Irene Fenara

Bologna 1990
Vive e lavora a Milano
Studio visit di Alessandra Troncone realizzato il 27 settembre 2023
21 dicembre 2023

Di origini e formazione bolognese con studio a Milano, Irene Fenara si trova al momento di questo studio visit a Basilea, per un programma di residenze di Atelier Mondial in collaborazione con MAST. Risale a qualche settimana fa l’annuncio che la vede tra i vincitori del Premio Termoli – il cui riconoscimento consiste in una personale in programma al MACTE nell’autunno del 2024 – mentre ha da poco inaugurato al Museion di Bolzano la collettiva HOPE, nella quale espone al fianco di artisti di fama internazionale. È inoltre presente con una videoinstallazione a Palazzo Bentivoglio a Bologna ed è stata selezionata per il ciclo di mostre Portfolio della Quadriennale di Roma, esponendo a Palazzo Braschi nella primavera del 2023.

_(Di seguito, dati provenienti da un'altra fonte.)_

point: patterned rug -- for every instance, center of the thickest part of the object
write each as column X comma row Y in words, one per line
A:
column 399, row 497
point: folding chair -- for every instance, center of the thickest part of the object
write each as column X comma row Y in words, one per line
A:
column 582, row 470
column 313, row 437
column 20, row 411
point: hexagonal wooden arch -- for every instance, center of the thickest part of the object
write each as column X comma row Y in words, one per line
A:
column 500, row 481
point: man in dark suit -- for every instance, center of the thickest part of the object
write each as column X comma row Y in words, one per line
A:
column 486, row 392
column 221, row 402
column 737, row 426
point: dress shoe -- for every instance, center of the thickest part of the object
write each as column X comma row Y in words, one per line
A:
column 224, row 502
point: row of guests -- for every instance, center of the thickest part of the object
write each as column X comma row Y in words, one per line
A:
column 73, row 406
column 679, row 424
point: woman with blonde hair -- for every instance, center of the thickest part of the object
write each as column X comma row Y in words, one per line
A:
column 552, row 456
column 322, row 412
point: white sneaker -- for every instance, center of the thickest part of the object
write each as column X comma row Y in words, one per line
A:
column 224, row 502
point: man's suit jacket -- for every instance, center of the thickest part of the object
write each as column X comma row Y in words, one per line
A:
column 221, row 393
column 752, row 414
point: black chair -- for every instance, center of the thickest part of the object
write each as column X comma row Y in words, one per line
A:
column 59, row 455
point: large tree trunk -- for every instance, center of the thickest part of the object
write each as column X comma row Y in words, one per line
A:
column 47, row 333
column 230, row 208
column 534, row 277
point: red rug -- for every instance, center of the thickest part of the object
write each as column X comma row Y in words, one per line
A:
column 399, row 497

La sua ricerca ruota intorno all’immagine, esplorata nella sua dimensione e potenzialità oggettuale: in questo senso gli studi in scultura rappresentano un ideale punto di partenza per sondare il rapporto tra bidimensionalità dell’immagine e tridimensionalità dello spazio, con un approccio che tende a far proprie procedure scientifiche e classificatorie. Ne è un esempio uno dei suoi primi lavori, Ho preso le distanze (2013), esposto alla Fondazione Prada Osservatorio e consistente in una collezione di trentatré polaroid dove la distanza tra l’artista e il soggetto (appartenente alla sfera dei suoi affetti) è registrata in forma di dati riportati sulla cornice stessa della stampa fotografica. Lo sforzo di tradurre un afflato invisibile in qualcosa di concreto ritorna anche nel processo che ne ha reso il lavoro riconoscibile, ovvero l’utilizzo di scatti tratti da circuiti di telecamere di sorveglianza – e dunque ‘salvati’ dall’oblio cui li condanna la cancellazione automatica – che colpiscono per capacità comunicativa e valore estetico.

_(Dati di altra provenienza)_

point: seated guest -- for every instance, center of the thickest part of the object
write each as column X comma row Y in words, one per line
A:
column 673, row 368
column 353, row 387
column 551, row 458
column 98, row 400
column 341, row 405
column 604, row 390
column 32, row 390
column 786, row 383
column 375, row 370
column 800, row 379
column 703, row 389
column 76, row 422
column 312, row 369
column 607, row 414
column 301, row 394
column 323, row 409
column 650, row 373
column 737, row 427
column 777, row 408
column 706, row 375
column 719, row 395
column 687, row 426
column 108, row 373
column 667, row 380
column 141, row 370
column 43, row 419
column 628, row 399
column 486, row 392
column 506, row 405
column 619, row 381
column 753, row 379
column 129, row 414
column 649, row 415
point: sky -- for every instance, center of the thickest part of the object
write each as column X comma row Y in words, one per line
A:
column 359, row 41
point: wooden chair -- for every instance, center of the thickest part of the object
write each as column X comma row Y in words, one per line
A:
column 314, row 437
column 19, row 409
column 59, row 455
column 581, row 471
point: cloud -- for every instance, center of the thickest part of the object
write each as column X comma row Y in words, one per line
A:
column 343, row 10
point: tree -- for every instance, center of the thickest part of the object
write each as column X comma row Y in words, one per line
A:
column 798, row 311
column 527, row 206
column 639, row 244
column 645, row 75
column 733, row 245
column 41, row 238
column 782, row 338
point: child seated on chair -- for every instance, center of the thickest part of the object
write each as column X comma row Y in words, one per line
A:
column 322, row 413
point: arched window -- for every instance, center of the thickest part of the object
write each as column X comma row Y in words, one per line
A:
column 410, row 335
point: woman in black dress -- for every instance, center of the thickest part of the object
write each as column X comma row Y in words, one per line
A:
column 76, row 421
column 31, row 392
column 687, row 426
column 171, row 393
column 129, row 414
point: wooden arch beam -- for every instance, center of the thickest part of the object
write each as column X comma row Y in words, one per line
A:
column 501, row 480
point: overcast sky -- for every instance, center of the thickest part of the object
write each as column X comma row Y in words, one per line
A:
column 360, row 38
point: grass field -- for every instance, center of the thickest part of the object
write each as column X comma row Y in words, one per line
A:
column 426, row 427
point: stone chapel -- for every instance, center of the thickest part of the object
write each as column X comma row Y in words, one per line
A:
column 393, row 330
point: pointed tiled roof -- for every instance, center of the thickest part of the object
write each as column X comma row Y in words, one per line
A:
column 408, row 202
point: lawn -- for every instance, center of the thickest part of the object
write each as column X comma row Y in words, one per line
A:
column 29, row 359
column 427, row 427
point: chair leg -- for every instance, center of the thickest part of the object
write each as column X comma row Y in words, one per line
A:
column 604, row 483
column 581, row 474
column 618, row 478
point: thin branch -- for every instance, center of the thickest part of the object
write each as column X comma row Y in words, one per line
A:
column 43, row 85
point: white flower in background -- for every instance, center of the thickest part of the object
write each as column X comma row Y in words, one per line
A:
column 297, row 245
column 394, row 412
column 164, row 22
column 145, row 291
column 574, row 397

Nell’appropriarsi di una dinamica che vede protagonista la macchina al posto dell’occhio umano, Fenara sonda i processi generativi dell’immagine e del rapporto di questa con la realtà, ammettendo l’esistenza di una visione alternativa e autonoma. Nel fare ciò, l’artista innesca interrogativi sul rapporto tra essere umano e macchina, incrociando quel filone di ricerca che esplora i concetti di postumano e transumano, ma senza direttamente riferirsi a questo. I processi meccanici vengono talvolta ‘umanizzati’ contro la loro stessa natura, come nel video Struggle for Life che costantemente e forzatamente riorienta lo sguardo dalla telecamera, dal suo obiettivo al cielo. Inoltre, il ricorrere a dispositivi non ipertecnologici e già datati per la produzione e l’acquisizione delle immagini (la macchina polaroid, lo scanner, le telecamere di sorveglianza), fa apparire queste opere in bilico tra tempi diversi, aumentandone il grado di ambiguità e rendendole per questo ancora più intriganti.

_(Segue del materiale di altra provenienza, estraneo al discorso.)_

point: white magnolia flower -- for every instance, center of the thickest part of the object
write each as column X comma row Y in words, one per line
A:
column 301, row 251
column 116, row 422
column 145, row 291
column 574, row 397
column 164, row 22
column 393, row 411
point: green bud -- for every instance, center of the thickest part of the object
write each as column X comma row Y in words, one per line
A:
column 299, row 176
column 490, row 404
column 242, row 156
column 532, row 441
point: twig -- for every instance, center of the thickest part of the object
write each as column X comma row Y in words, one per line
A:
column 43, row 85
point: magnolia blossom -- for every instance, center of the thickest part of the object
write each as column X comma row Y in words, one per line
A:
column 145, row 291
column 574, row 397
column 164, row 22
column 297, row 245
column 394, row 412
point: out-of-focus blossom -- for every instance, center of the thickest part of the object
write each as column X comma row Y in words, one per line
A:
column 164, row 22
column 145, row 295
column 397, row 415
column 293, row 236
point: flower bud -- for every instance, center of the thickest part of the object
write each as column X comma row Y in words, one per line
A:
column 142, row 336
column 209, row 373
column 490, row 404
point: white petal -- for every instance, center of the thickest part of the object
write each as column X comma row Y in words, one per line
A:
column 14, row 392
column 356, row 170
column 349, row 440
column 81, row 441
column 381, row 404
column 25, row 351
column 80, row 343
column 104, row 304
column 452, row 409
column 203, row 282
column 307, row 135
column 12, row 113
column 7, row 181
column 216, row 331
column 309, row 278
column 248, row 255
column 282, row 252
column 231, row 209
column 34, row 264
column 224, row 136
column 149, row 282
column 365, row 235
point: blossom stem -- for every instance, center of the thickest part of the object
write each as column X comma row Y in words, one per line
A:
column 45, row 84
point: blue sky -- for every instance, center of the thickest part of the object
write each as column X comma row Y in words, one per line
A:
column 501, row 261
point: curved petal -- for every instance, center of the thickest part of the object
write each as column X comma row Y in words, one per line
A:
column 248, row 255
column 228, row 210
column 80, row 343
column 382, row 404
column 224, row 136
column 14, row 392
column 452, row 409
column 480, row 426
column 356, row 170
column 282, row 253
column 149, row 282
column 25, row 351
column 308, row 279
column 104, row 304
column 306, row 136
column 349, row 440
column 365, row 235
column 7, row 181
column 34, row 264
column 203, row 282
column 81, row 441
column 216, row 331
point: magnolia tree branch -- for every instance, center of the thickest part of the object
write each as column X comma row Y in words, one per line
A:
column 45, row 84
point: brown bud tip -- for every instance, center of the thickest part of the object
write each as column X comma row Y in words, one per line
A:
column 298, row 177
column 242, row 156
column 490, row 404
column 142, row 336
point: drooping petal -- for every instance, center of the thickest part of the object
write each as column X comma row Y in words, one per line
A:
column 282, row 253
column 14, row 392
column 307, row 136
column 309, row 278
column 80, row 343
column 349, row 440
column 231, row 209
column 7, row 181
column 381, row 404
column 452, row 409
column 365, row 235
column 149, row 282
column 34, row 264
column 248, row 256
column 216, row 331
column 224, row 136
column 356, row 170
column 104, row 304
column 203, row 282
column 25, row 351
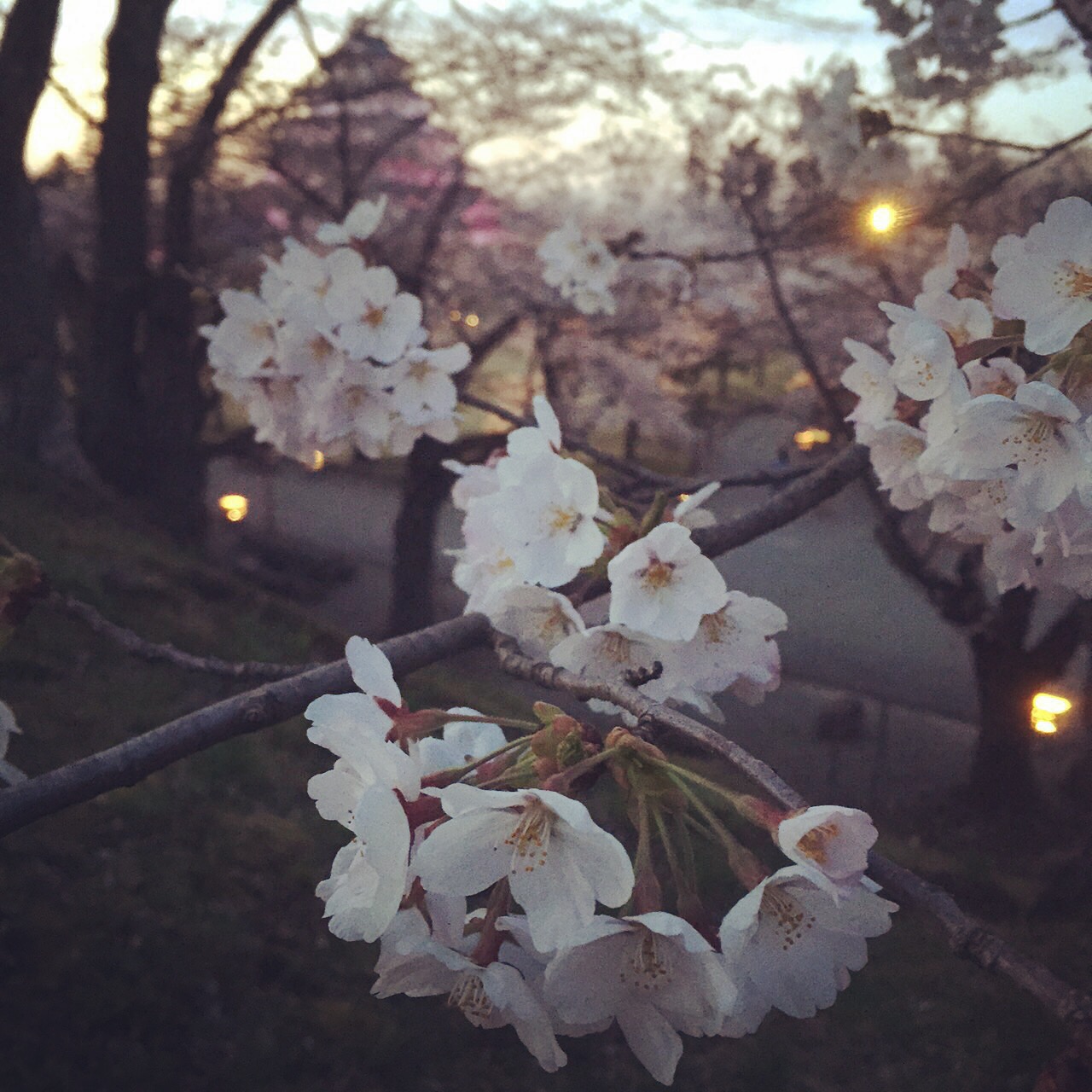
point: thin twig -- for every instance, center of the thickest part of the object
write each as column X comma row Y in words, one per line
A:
column 136, row 646
column 800, row 344
column 971, row 137
column 74, row 105
column 967, row 935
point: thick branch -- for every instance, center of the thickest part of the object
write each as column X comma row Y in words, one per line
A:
column 785, row 506
column 967, row 936
column 642, row 478
column 129, row 763
column 190, row 160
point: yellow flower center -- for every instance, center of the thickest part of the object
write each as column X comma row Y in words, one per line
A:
column 564, row 520
column 321, row 350
column 468, row 996
column 815, row 842
column 717, row 628
column 658, row 574
column 1076, row 280
column 788, row 919
column 530, row 839
column 648, row 966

Il progetto Supervision, articolato in output anche molto diversi tra loro soprattutto per ciò che concerne tipologia e dimensione di stampa, è attualmente ancora al centro del lavoro dell’artista: le immagini sorprendenti recuperate dalle telecamere di sorveglianza diventano ritratti e paesaggi, mostrando un inaspettato riferimento anche al linguaggio pittorico. Rientra in questa produzione anche l’utilizzo del video, in particolare per l’ultimo lavoro Supervision (Sapporo Recording), un collage di immagini in movimento della durata complessiva di più di nove ore che documenta la vita di un acquario in Giappone e, di riflesso, i movimenti di chi ne abita le vicinanze. L’indecifrabilità di molte di queste immagini accentua il carattere enigmatico del lavoro ma rischia di non rendere leggibile il processo e dunque di non restituire appieno la stratificazione concettuale di esso, che invece ne rappresenta il valore portante e che potrebbe trovare ulteriori sbocchi di emersione.

La produzione di Fenara mostra molteplici e possibili linee di sviluppo, che riguardano sia gli aspetti processuali (in particolare nell’introduzione di algoritmi per la codifica e decodifica delle immagini – come già in Three Thousand Tigers del 2020 – o nell’introduzione di supporti e materiali diversi), sia la ricerca puramente teorica che sollecita la dialettica tra visualizzazione e sparizione dell’immagine, rendendo il suo lavoro particolarmente interessante nel contesto della produzione italiana più recente.